Chihiro recebe a passagem para o trem do homem idoso (Kamaji), ligado a fornalha e que havia chamado ela de neta em outro momento, Chihiro terá que ir ao fundo do pântano devolver o objeto da irmã gêmea (Self verdadeiro). O homem mais velho conta que o trem é somente de ida e que antes tinha ida e volta, o que demonstra essa ponte ego-self interrompida.
Antes Chihiro terá que lidar com a sombra que está engolindo tudo e enorme, um falso self irá culpar o ego por esse crescimento da sombra, não sabendo lidar com as adversidades e cobrando do ego um movimento, não oferecendo continência para a integração da sombra, Chihiro faz a sombra integrar aspectos dando algo para ela comer, ela fica do tamanho normal e assim passa a acompanhar o ego em sua jornada pelo pântano. Integração da sombra.

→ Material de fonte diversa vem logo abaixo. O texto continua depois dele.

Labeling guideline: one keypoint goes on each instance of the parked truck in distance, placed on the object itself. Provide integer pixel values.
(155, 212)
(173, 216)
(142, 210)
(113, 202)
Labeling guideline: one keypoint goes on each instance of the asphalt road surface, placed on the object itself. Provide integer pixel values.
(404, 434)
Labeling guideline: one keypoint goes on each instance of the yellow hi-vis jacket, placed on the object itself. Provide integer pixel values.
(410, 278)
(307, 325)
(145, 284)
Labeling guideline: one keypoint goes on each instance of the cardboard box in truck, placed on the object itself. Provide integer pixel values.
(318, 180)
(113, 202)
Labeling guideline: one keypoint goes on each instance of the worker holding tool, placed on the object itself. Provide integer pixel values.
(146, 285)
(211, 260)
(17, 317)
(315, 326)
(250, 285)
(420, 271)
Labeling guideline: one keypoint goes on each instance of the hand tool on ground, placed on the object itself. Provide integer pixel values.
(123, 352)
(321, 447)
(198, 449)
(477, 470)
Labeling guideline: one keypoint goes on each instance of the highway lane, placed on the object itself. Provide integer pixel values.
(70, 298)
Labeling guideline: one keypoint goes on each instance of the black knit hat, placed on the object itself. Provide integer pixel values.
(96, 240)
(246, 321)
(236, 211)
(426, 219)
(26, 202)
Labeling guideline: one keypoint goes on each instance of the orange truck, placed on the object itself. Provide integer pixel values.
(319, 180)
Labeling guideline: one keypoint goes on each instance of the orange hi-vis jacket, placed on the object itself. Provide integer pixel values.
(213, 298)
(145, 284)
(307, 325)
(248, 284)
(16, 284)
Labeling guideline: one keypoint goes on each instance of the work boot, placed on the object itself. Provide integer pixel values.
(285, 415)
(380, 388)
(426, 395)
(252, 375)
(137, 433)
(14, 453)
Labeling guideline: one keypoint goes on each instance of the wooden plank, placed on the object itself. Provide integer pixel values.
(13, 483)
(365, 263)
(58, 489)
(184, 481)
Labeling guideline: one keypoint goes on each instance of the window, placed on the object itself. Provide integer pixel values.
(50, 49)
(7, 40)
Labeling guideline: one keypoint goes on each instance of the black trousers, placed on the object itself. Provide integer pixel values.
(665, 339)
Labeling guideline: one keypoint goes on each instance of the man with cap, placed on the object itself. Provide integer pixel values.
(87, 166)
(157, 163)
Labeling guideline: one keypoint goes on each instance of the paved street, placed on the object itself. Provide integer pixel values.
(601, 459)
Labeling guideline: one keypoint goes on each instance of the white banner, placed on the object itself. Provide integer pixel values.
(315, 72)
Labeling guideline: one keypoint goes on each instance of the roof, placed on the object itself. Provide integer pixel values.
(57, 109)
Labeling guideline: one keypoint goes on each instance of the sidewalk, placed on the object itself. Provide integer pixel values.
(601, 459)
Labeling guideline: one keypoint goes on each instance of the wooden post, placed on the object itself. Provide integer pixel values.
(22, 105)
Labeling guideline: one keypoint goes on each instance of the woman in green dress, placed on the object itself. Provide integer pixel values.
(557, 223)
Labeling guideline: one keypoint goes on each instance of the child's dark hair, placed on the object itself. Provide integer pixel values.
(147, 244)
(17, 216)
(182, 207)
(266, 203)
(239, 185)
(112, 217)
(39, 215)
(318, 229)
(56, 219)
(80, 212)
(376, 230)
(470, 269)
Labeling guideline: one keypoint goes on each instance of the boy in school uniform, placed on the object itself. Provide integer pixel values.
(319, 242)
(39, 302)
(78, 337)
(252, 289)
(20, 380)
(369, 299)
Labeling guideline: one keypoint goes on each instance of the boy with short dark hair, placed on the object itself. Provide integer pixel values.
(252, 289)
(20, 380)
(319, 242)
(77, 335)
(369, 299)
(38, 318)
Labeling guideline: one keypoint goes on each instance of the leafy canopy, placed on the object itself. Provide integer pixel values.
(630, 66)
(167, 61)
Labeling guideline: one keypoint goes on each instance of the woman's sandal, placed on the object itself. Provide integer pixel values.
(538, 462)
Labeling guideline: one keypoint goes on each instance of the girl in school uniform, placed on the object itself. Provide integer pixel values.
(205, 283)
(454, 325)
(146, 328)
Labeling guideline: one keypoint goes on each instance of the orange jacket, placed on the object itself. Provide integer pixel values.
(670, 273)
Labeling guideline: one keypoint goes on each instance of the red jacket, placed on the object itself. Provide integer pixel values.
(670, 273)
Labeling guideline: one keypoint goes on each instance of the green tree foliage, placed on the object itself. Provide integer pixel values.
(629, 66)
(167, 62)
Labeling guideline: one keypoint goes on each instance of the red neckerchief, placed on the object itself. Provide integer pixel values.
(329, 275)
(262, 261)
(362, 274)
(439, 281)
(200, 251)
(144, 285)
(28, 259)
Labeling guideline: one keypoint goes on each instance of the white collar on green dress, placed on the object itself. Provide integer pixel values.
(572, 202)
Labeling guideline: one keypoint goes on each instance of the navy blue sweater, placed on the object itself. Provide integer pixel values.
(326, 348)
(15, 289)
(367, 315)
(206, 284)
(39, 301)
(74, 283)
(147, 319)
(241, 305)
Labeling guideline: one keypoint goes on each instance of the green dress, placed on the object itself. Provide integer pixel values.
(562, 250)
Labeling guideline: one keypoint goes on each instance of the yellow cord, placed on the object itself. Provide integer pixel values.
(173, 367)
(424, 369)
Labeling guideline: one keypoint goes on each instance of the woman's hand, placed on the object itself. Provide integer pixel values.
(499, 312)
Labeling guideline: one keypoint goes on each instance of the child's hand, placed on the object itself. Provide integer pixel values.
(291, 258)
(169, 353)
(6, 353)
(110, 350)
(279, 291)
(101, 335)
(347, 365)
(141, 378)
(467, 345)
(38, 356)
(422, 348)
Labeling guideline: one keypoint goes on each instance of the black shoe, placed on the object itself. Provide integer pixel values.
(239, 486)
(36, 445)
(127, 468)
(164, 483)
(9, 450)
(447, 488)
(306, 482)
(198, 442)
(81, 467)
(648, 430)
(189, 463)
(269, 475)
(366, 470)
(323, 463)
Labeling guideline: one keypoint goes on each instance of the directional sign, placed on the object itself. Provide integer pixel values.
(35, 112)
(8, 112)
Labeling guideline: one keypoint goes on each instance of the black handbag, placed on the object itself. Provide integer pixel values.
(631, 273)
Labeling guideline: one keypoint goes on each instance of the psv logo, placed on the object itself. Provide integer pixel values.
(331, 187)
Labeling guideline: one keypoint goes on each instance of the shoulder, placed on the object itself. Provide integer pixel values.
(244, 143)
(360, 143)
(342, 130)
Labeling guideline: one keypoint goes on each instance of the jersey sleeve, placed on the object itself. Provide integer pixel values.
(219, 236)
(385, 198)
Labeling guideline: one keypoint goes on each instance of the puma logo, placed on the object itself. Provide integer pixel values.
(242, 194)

Esse aspecto de self é ambicioso, ligado a infância e que na realidade não era mais o bebê e o infantil já havia sido esvaziado pelo self verdadeiro e positivo. O self negativo (Yubaba) sem o contato com o imaturo entra em desespero, perder as características da infância enfurece esse falso self, o animus oferece trazer o aspecto imaturo de volta em troca de libertar Chihiro e seus pais.
Chihiro encontro uma casa a qual é muito bem recebida, essa mulher idosa gêmea do falso self, porém verdadeiro aspecto da personalidade informa para Chihiro que quem colocou o aspecto negativo e contaminou Haku (animus) foi a irmã, ou seja, o aspecto negativo do self. Esse contato com a irmã gêmea que ela estava com medo de encontrar na realidade foi extremamente acolhedor como o self verdadeiro e positivo dentro da personalidade. Representa o medo de entrar em contato com uma mudança e que na realidade quando o ego ganha seu curso verdadeiro as coisas parecem fluir.
O self (Zeniba) então dá a notícia “decepcionante” para o ego que ele que tem que cuidar dos pais e do animus, ou seja o self não irá adotar o ego como uma criança mimada e que a responsabilidade agora é do ego (eu). A sombra e os outros aspectos estão tricotando, formando um tecido o que é bastante simbólico dentro de um aspecto de self construindo algo com outros complexos. Nesse momento aparece o dragão (animus) que está bem, não mais ferido.
No momento de despedida do verdadeiro e positivo self (irmã gêmea) fica com a sombra para ajudá-la. Chihiro conta seu nome para o self positivo (Zeniba), e também lembra o animus do seu verdadeiro nome e o liberta do instinto que o tornava animalesco (dragão).
O bebê (aspecto imaturo) se apresenta novamente para o self negativo e pede para que ela cumpra o que havia prometido, libertar Chihiro (ego da sua infantilidade) e os pais de Chihiro.
O falso self (Yubaba) pede que o ego (Chihiro) diferencie os complexos parentais e ela consegue assim dizer que os pais não estão mais no instinto, ou seja, já se diferenciaram. O animus diz que não pode seguir com Chihiro, e ela vai encontrar os pais que passam pelo túnel como se nada tivesse acontecido. Chihiro volta para o carro.
Esse desenho japonês apresenta uma possível viagem de individuação, o interessante é a possibilidade do contato com animus, sombra e outros aspectos que acontecem sem uma ordem definida, como de fato é na vida.